アメリカでの学校については、引っ越しが決まった際に家族で話し合った結果、英語が少し話せるようになったので英語教育の学校へ行くという本人の意向に沿い、日本人学校ではなく公立校(現地校)へ行くことになった。

アメリカで学校に通うまで

日本からオランダの時と同様に、オランダからアメリカへ引っ越した直後は手続きを待ったりで学校に通えず、初めて通学出来たのは渡米からひと月ほど経った頃だった。それまではホテルで日本の教科書をベースに自宅学習をしていたのだが、娘は転校初日に向けてどんどんナーバスになっていった。
新しい場所へ行く時に彼女の心配はいつも同じで「お友達に嫌われたらどうしよう」だ。初登校日の3日前に、学校から初日は昼食と軽食を持参するよう指示があったので、お弁当の中身は何が良いか聞くと、オランダの学校では多くの生徒の主食がパンだったからか、「アメリカの学校に初めて持っていくランチは、ごはんじゃなくてパンにしてほしい。変な子だと思われたくない。」と返ってきた。そして迎えた初日、娘は期待と不安を半分ずつとハムチーズサンドウィッチといちごを持って、学校へ向かった。

どきどきしながら迎えた学校初日

オランダの時は言葉が通じないためカメになっている期間が約2ヶ月あった娘だが、アメリカではその不安は杞憂に終わったようだ。朝学校に着いて早々、ブレイズヘアの教頭先生が私たちを、「ハァーイ!ようこそ私たちの学校へ!!」と出迎えてくれた。こちらの小さな不安など素手で丸ごと吹き飛ばすかのような明るい声の主と私が激しいシェイクハンズをしていると、奥から担任の先生がチョコチップマフィンを食べながら小走りにやってきた。そして、「🌷(娘の名前)、あなたを待っていたわ!何の教科が得意なの?かけ算はできる?みんなスッゴク楽しみにしているわよ!さあ行きましょう!」と言って、ぎゅっとハグをして、またたく間に娘をクラスルームへ連れて行った。いわゆる職員室には他に事務職のかたがたもいて、みんなびっくりするほど明るかった。学校のスーパーウェルカムな雰囲気に何となく安心したものの、それでもうまく行くかなと心配でどきどきしながら放課後を待ち迎えに行くと、娘はバックパックを背負いGoogle Chromebookを片手に「よかったよ!」と言ってニコニコしながら出てきた。私はその表情を見て、心からほっとした。

いらない子がいない学校

ありがたいことに、今年の2月半ばにアメリカの小学校で3年生として転入した娘は、学業面では課題があるものの、英語の補習授業を受けながら学年末である6月の終わりまで、1日も休まずに楽しく学校へ行くことができた。
日本・オランダ・アメリカと3校に渡って「はじめまして。」を繰り返してきた娘だが、現在の学校が一番良いと言う。それには2つの理由があり、ひとつ目は「先生たちが熱心。」なことで、二つめは「いじわるする子がいない。」からだそうだ。

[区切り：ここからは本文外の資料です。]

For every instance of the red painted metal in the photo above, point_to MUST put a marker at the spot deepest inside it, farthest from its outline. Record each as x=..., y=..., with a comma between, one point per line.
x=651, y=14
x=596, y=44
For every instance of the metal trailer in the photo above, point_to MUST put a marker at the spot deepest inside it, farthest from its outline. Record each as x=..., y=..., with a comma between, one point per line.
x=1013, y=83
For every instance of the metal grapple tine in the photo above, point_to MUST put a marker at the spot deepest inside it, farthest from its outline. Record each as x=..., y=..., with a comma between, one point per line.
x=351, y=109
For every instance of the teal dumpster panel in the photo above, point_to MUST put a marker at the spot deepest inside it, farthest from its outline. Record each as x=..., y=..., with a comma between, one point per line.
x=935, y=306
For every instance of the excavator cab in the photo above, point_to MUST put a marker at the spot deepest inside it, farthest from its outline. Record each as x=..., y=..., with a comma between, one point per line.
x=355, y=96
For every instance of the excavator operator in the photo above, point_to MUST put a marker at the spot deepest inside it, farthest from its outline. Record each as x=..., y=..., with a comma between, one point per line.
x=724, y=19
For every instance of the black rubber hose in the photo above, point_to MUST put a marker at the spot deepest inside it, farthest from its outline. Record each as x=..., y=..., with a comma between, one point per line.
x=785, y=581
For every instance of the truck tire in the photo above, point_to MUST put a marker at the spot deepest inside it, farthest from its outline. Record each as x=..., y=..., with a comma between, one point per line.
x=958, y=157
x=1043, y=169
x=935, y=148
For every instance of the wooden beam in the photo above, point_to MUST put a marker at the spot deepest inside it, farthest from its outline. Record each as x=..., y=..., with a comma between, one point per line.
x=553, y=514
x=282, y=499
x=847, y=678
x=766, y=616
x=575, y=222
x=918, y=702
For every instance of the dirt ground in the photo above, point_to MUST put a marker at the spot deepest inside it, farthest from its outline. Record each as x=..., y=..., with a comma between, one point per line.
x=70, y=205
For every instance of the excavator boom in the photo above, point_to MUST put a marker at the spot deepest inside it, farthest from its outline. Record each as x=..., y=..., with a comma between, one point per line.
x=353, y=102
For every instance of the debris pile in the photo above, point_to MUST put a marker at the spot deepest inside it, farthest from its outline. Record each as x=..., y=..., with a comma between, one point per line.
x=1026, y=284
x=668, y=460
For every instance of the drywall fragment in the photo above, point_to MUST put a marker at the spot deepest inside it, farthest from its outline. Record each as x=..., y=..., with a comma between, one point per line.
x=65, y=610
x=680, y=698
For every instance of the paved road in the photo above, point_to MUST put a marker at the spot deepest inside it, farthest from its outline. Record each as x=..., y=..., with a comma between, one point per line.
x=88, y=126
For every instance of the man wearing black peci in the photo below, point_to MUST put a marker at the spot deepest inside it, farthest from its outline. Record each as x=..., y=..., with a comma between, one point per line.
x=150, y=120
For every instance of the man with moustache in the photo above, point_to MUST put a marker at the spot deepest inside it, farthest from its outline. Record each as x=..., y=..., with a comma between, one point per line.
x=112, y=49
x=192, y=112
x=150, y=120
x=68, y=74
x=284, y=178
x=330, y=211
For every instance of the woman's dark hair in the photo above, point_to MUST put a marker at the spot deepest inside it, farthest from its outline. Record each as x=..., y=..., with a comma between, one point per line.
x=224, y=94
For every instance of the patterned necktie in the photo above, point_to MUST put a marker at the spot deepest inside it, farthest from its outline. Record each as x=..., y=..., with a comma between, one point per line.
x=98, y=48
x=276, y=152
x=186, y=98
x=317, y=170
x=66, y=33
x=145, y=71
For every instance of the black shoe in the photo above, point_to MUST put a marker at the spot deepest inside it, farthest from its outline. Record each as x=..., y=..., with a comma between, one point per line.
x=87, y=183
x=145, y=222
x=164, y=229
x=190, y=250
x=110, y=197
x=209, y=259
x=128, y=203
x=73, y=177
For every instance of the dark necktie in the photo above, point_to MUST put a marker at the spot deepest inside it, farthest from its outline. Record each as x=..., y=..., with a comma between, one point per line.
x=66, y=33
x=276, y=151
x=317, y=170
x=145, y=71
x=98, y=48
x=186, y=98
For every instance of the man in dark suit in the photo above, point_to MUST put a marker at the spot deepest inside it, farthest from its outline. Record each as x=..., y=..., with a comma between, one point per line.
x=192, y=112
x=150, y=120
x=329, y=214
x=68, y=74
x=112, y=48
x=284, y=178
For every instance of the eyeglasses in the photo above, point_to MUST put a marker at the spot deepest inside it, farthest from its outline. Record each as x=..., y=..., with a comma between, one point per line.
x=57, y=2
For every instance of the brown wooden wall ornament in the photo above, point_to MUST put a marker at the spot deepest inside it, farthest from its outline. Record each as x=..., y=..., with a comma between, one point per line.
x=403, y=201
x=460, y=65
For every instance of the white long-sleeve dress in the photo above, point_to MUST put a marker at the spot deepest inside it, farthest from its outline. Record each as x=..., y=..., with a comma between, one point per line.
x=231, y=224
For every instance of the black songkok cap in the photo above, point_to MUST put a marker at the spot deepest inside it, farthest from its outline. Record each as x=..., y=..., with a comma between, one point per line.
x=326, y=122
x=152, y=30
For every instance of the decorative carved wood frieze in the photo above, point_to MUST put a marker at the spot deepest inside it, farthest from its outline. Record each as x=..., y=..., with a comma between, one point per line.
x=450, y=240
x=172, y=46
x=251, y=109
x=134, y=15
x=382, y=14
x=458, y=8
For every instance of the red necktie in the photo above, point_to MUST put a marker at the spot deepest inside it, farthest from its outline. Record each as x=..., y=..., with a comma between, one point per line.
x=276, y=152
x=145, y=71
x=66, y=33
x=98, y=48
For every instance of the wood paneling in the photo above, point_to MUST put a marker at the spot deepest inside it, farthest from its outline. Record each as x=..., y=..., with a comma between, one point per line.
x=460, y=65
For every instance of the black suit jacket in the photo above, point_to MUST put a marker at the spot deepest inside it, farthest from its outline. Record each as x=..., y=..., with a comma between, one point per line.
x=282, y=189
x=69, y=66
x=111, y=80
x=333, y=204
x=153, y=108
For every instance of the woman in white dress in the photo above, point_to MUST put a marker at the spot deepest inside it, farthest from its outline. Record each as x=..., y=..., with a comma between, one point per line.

夏休み前にその話をした時、娘は少し言いにくそうに、オランダの学校では授業中に先生から「もうやらなくても良い。」としょっちゅう言われていたことを告白し始めた。授業の内容がよく理解出来なかったり、英語が聞き取れないと、優しくもういいよと言われていたこと、やらなくて良いことに初めはほっとしたけれど、何もしないでそこにいるだけの時間が何度か続くうちに、だんだん自分はここに必要がないような気がしてきて、それが悲しかったこと。今回のアメリカの学校では授業のやり方が全然違い、先生が授業中に聞いていなさそうな子を見つけると、すぐに立たせて質問をして、ヒントを出しながらその子が正解を出すまで質問をやめない。注目をされながら質問を受けるのは緊張をするけれど、出来たら褒めてもらえるので、出来なかった子もまた頑張ろうと思える。みんなが必要とされていてクラスのみんなが出来るようになりたいと思っているのが分かるから、ここはいらない子がいない場所という気がする。やらなくて良いと言う先生が優しくて良い先生のように見えるけれど自分にとってはそうじゃない、本当に良い先生というのは、熱心にやろうよと言うことをあきらめない先生なのだと気がついた。そして、先生がやることをいつもしっかり全員に与えているから、生徒は誰かを攻撃なんてする暇はないほど目の前の授業に集中している、自分はこの学校のスタイルが好きだ。とのことであった。

オランダのインターナショナルスクールは宿題がなくゆるい校風が魅力ではあったけれど、常に生徒の出入りが激しく、先生たちは出来ない分からないといった子供に対して丁寧な指導は難しかったのかもしれない。長くなってしまったので、学校選びについてはまた改めて書きたいと思うけれど、この話を聞いて、私は大事なところを理解していなかったのだと反省し、今彼女が通っている学校と先生たちに感謝した。

今日もスクールバスに乗って

さて、アメリカで娘が学校へ行き始めてから8ヶ月と少し、今日は大きな進歩があった。娘がスクールバスから降りるなり、ママ今日は大大ビッグニュースがあるよというので何かと思ったら、「“Student of the Month”に選ばれた!」と、嬉しさをかみしめるように言った。話を聞いてみると、“Student of the Month”とは月間表彰のことで、娘の学校では月に一度テーマが設定され、翌月に各クラスの担任の先生がよく実践した生徒を一人ずつ選び、選ばれた生徒を毎朝の全校アナウンスで表彰しているという。9月のテーマはリスペクトだったそうだ。これは思いがけない嬉しい報せだった。
なぜなら娘は今年の夏休み明けのクラス替えで新しいクラスに前回のクラスで仲良くしていたお友達が一人もおらず、友人作りに苦戦していたからだ。9月はずっと昼食を一人で食べていると聞いており、私は大丈夫だろうかと心配になった。娘は、友達がいたほうが楽しいって信じてるから自分から明るく積極的に話しかけて頑張るよと言っていたけれど、それを聞いてからは、あまりクラスの友人については触れず、心ひそかに応援していた。そういう背景があっただけに、彼女の頑張りを見ていてくれた人がいたのだと知り、このニュースは私の胸を打った。
短い期間に言葉や文化が違う国へ転校を繰り返し、新しい土地で自分の居場所がない状態になっても、めげずに希望を持ち、笑顔で行動し続ける子供の姿を見ると思わず頭が下がる。それはそんなに簡単なことではないと思うからだ。やはりまだ今のクラスで気兼ねなく話せる友人などは出来ていないようで、いい日も、そうでない日もあるけれど、どんな日も彼女が家に帰ればほっとできる場所を提供したい。私にはそれくらいしか出来ないけれどそれだけは守ろう、と誰にいうでもなく思いながら、子供たちが乗りこんだ黄色のスクールバスに毎日手を振っている。